Schaefer expected to end stalemate with Schmoke Convention Center expansion at stake

January 06, 1993|By William F. Zorzi Jr. | William F. Zorzi Jr.,Staff Writer

Gov. William Donald Schaefer is expected today to break stalemate with Mayor Kurt L. Schmoke over plans for expansion of the Baltimore Convention Center, clearing the way for the project to be included in the coming year's budget, sources said.

Mr. Schaefer is expected to announce that he will name Mr. Schmoke's nominee to the Maryland Stadium Authority after accepting the resignation of William K. Hellmann, a former state transportation secretary and longtime member of the board, according to sources familiar with the plans.

Mr. Schaefer's refusal to name Mr. Schmoke's selection to the authority -- city Finance Director William R. Brown Jr. -- has been the political stumbling block to the mayor's agreeing to pay $50 million toward the $150 million project, which both government and business leaders agree is a necessity for the economies of the city and state.

Even if the money is included in the governor's budget, it still must be approved by the General Assembly. That may prove to be the most difficult task yet, given the political rift between the city and Montgomery and Prince George's County that developed during the special session held in November to cut the state budget.

Legislators from those counties have previously said that cutting money for the Convention Center is one way they might get revenge for city votes in support of budget cuts that hurt Prince George's and Montgomery the most.

In an interview last night, Mr. Schaefer refused to say what he planned to do, but he did acknowledge that he would have an announcement about the authority today.
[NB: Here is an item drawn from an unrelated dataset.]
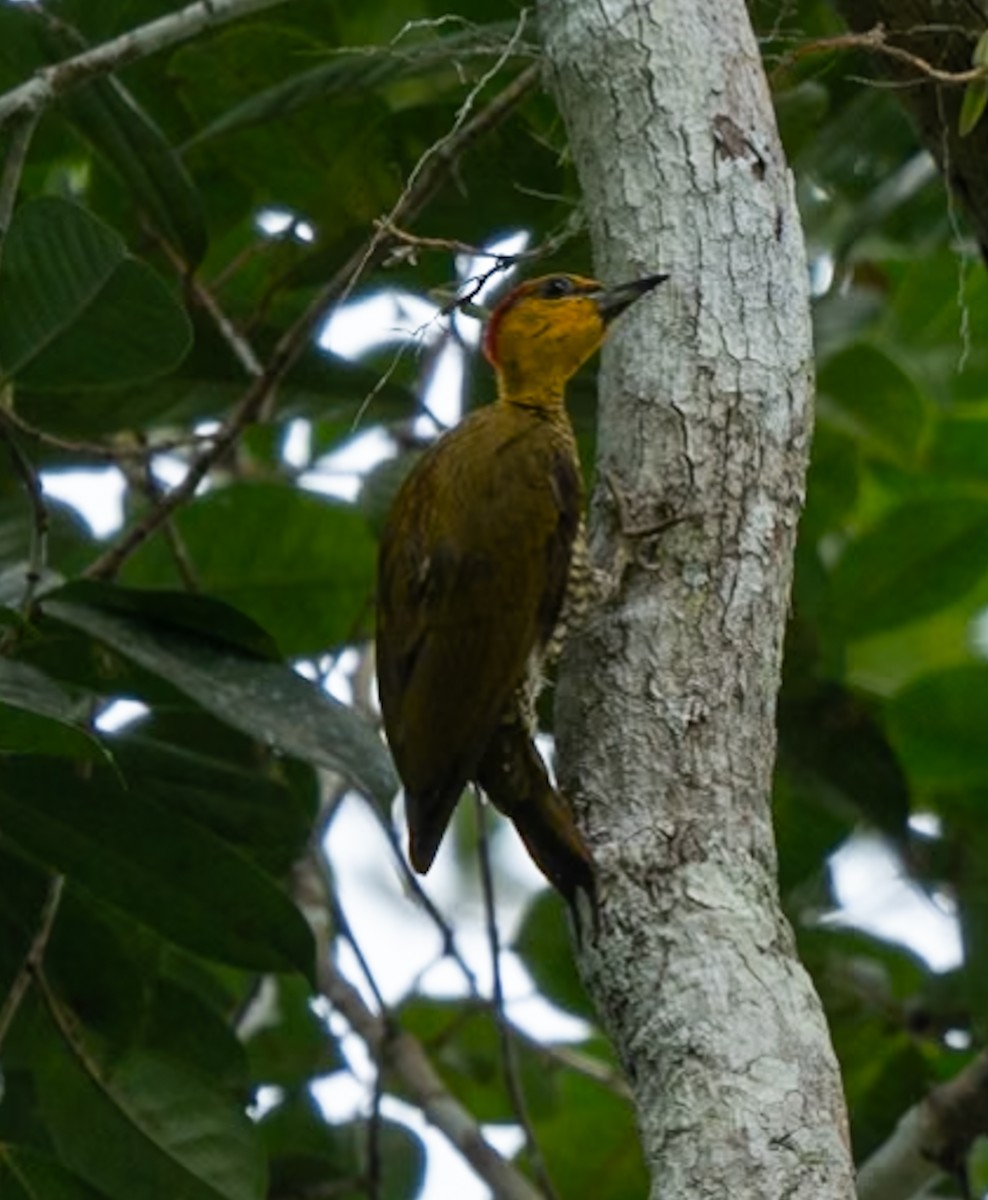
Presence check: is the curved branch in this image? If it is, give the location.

Sources familiar with the governor's plans said he would be accepting Mr. Hellmann's resignation and appointing Mr. Brown.

"I have repeatedly advised the city administration that when there is a vacancy, an appointment would be made," Mr. Schaefer said. "I cannot understand how an appointment to the board would hold up such an important economic feature for the city and state."
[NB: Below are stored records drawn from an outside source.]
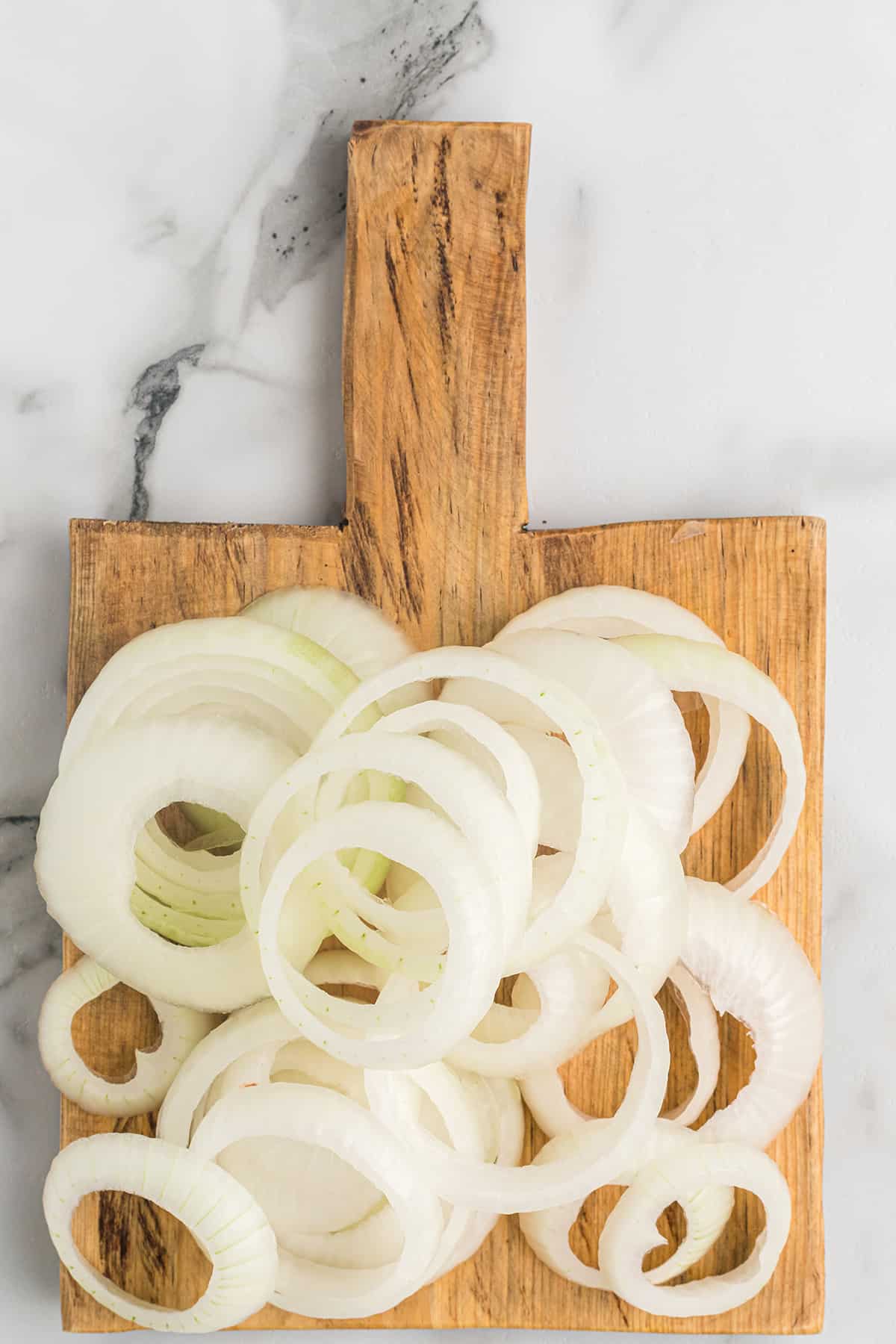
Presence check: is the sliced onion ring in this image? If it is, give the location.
[43,1134,277,1334]
[619,635,806,897]
[239,585,430,714]
[520,1119,733,1292]
[59,617,358,768]
[501,583,750,835]
[35,715,293,1012]
[190,1083,442,1320]
[666,964,721,1125]
[681,877,824,1148]
[305,648,627,974]
[37,957,217,1116]
[258,795,504,1068]
[368,934,669,1213]
[598,1142,790,1317]
[491,630,694,853]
He described Mr. Schmoke's refusal to make a commitment as "beyond my comprehension."

Asked whether Mr. Schmoke's resolve reminded him of himself, when as Baltimore's mayor he did battle with Gov. Harry R. Hughes, Mr. Schaefer said, "Not when it meant the forward movement of the city."

While Mr. Schmoke has not yet committed to $50 million, he had agreed to pay some of the cost -- provided Mr. Schaefer lived up to a promise earlier this year to put Mr. Brown on the authority, city and state officials say.

But Mr. Schaefer -- who makes no secret of fact that he does not care for Mr. Schmoke, his style or politics -- refused to make the appointment, leaving plans for the project in limbo for the last nine months.

Oddly enough, it is a project that both men want built.

The stand-off turned public last week, when Mr. Schaefer gave Mr. Schmoke an ultimatum: Either promise to pay a third of the project's cost, or forget it being included in this year's budget bill to be considered by the Maryland General Assembly.

But Mr. Schmoke has remained firm, letting Mr. Schaefer know that he was willing to let the project die unless the governor gave him his seat on the Stadium Authority.

"I have repeatedly asked the city administration for a $50 million commitment and received no reply," Mr. Schaefer said.

But the silence at City Hall and the prospect of losing the Convention Center expansion was apparently troubling enough for Mr. Schaefer to reluctantly accept Mr. Hellmann's resignation.

"Unless there's a substantial commitment by the city, there is no chance for this legislation passing," Mr. Schaefer said. "And unless you get that Convention Center this year, the longer you ** wait, the less chance you have of ever doing it. It's this year."

Mr. Hellmann, now a consulting engineer, did not return a reporter's phone calls.

Mr. Brown -- who sat on the Baltimore Convention Center Authority until last April, when it was disbanded so the Stadium ++ Authority could oversee the convention facility -- also did not return a reporter's phone calls.

Clinton R. Coleman, Mr. Schmoke's press secretary, said the mayor had not been advised of Mr. Schaefer's expected decision and could not comment.

State officials estimate that next year alone the city and state will miss out on $60 million in hotel and sales taxes, tourism dollars and other economic benefits, because larger conventions must book in other cities.

When the Convention Center first opened, it could accommodate 85 percent of all conventions, but now can only handle 60 percent.

With the matter of the Stadium Authority seat seemingly out of the way, the larger issue for the cash-poor city now becomes its share of the cost of the Convention Center project.

"Where the hell is the city going to come up with $50 million," asked one city official.